It is enticing to take on a pet project, a person dealing with their own issues, and attempt to “fix” them to avoid reflecting on yourself. My romantic history is riddled with these relationships, one of which culminated in a marriage at age 20, a child at 22, a cross-country move away from all my family and friends, and a lot of shattered dishware and screamed expletives.

My “Elias” didn’t literally transform into dark beast, but he wasn’t above scaring me with that same primal insidiousness. Try as I might, I could never discover that perfect balance of actions and words to stymie his infantile, insecure rage.

There is not enough love in the world to save someone with no interest in saving themselves. Elias and Chise’s relationship, originally presented as a mentorship where the skull-faced guy is going to teach the damaged girl how to live again, is turned on its head as the series slowly strips away Elias’ “child-like” emotional state to reveal a domineering and selfish creature.

He begins actively working to rob Chise of her newfound agency by undermining her friendships, limiting her opportunities for personal growth, spying on her, and restricting her ability to leave her own home. The company she’s kept into the series’ last quarter no longer reflects who she is inside. It’s with her newfound powers and the conversations she’s had with the women around her that leads her to do something amazing: She walks out.

It’s at this final point that Chise has to make a deliberate choice, and honestly one that looks like it undermines the carefully placed steps she’s taken to reach her full potential. Chise takes Elias back and accepts him, warts and all. The anime frames this particularly poorly, as it seems to present Chise’s newfound strength as something she can use to withstand her partner’s monstrous flaws so the two can continue to grow and heal together. It’s a glaring mark on an otherwise strong narrative of female empowerment and abuse survival. But, at least for me, it doesn’t negate the deep feelings that resonated within me while watching Chise’s personal journey.

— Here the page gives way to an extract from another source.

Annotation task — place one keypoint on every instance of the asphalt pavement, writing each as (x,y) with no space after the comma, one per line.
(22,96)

Chise’s transformation through these many stages into a self-actualized person was profoundly hopeful to me. It took me nearly six years to walk out, and while I’m twice her age, it was incredibly empowering to watch this character blossom. Chise’s road was arduous, but she rediscovered her own joy, values, and power. She’s able to move past her childhood trauma, reject codependency, and come into her own.

Depression is messy. It’s sly, quick-witted, enticing, and destructive. Yet Chise’s story is inspiring because when depression says, “Slide off the road,” she says “No, keep driving.”